Crazy Nut Job
Is the hour the bank executive spends at the beach more valuable than the hour the guy who mows his grass spends at the beach? On one hand, the bank executive could, conceivably, sell the hour of his time for hundreds or thousands of dollars while the grass-cutter could only sell it for $20. On the other hand, an hour is an hour and both decided to spend it at the beach. Is one of these perspectives indicative of an utterly screwed up way of looking at the world?

It’s not so much a screwed up way as a potentially misleading way of looking at things. It’s fair to ask, “what would you give up to get the hour at the beach?” But that just tells us the subjective value, relative to the resources at their disposal, that each person assigns to the hour at the beach. It does seem that value is subjective. It’s only when you try to generalize that individual assignment of value that you get into trouble. If a school offers you a $50 gift card to Chili’s to give a one hour speech and you accept, it’s clear you valued that hour at $50 or less. If a bankers’ association offers you $1000 cash for a one hour speech and you decline, it’s clear that you valued that hour at more than $1000. This doesn’t mean that you value all hours at more than $1000 (or less than $50). If the requests were for the same day at the same time, then we have a plausible explanation for what determined your valuation. The hour speaking in front of students plus $50 was more valuable to you than the hour speaking in front of bankers plus $1000. Or maybe you didn’t care about either and let a coin flip decide.

So, if a banker is willing to forgo hundreds of thousands of dollars for an hour at the beach (assuming that was the only hour the banker could get those hundreds of thousands of dollars), then that hour at the beach was worth hundreds of thousands of dollars to that banker. And note, my caveat is pretty big. I actually imagine you’d have some difficulty finding a banker capable of selling every consecutive hour of his or her life for hundreds of thousands of dollars, particularly once sleep deprivation sets in. There seem to be several implicit caveats in the value of the banker’s hour.

The values assigned by others should have very little to do with the value you assign to something, unless you are talking about something like an ounce of gold, where the option to turn around and sell it to others might influence your value.

As another example, if there was some broken down Honda Civic being offered for $3,000, you might think it isn’t worth it. If you found out that it was Kobe Bryant’s first car, and he suddenly felt some sentimental reason to offer you $50,000 for it, suddenly his valuation impacts your valuation (positively or negatively, depending on your willingness to deal with Kobe).

Particularly with non-mutually exclusive things (both the banker and the gardener can spend the hour at the beach), it doesn’t make much sense to compare the dollar amounts and think one is more valuable than the other.

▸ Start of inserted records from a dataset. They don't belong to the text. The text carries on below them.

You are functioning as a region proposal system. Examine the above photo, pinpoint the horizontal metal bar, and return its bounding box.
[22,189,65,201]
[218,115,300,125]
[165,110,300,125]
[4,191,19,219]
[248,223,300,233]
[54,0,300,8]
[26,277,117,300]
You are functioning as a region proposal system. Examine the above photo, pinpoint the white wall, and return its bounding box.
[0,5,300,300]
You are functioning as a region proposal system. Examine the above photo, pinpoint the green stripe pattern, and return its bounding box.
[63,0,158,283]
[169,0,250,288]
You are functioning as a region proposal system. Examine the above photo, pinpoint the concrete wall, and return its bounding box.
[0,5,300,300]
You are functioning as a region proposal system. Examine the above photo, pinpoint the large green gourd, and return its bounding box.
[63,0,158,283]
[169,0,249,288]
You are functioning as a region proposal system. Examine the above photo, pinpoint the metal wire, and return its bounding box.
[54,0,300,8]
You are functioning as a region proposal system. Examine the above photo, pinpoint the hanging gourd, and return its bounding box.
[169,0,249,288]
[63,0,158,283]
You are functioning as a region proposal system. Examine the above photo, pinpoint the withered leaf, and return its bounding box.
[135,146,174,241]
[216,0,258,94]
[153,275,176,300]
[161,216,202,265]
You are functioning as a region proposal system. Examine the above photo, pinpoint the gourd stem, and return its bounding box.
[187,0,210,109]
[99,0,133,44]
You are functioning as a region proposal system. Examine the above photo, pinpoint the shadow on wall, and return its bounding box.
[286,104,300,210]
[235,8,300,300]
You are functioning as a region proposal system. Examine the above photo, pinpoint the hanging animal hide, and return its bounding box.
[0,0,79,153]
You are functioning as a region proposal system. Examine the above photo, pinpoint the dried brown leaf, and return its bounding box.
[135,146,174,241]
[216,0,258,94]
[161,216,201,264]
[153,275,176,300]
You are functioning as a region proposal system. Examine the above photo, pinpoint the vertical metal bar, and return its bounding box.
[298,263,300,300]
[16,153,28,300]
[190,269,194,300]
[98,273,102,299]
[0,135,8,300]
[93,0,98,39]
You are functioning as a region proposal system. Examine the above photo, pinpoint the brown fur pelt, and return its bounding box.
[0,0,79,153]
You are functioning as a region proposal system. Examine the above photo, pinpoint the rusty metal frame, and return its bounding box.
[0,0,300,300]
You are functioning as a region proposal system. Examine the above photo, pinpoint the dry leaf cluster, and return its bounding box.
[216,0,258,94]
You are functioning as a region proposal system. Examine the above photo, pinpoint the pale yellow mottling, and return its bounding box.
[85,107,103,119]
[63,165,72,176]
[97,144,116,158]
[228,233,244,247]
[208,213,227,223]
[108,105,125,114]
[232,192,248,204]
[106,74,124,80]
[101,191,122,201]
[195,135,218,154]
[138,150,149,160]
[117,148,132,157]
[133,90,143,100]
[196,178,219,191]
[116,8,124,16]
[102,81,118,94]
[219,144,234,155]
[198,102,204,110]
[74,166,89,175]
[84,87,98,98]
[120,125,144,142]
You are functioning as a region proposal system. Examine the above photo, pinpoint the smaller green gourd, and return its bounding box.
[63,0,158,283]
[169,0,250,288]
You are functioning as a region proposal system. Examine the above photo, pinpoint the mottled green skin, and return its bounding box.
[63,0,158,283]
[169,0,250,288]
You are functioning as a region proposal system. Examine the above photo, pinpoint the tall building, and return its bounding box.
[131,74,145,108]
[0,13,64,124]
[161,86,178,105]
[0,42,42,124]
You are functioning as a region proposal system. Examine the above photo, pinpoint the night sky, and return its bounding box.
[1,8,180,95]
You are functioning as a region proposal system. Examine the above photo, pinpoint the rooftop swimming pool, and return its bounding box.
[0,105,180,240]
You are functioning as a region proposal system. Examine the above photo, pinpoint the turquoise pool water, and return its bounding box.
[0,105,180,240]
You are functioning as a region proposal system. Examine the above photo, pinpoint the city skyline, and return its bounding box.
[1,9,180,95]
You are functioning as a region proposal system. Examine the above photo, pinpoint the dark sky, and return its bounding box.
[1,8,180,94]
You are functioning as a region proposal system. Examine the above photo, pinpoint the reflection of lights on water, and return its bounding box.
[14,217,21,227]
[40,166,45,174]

For some comic value, let’s turn it around: how much would you pay to have all the Senate Republicans relocate to the bottom of the ocean beach, and how much would you pay to have all the Senate Democrats relocate to the beach? You might value an hour of a Republican at the beach more than an hour of a Democrat (particularly during campaign/election time). Or, let’s assume you were feeling charitable. Would you contribute more to a gardener’s vacation jar than to a banker’s? If so, then you value the gardener’s hour at the beach more than the banker’s.

Subjective value is a wacky thing. People have preferences that don’t always make sense. An individual’s subjective value assigned to something might not even be constant from one day to the next. It’s very hard to make comparisons between two alternative scenarios involving two different people. Many economists, particularly those trying to influence policy, like to pretend that it doesn’t exist. They attempt to assign an objective value to things. Of course, if you do assign an objective value to everything, then optimal economic transactions must be zero-sum. In a world of objective value, there’s no such thing as a win-win exchange. What’s even more spooky is that many modern macroeconomic models simultaneously assume subjective and objective value, and that each person is both 100% rational and irrational.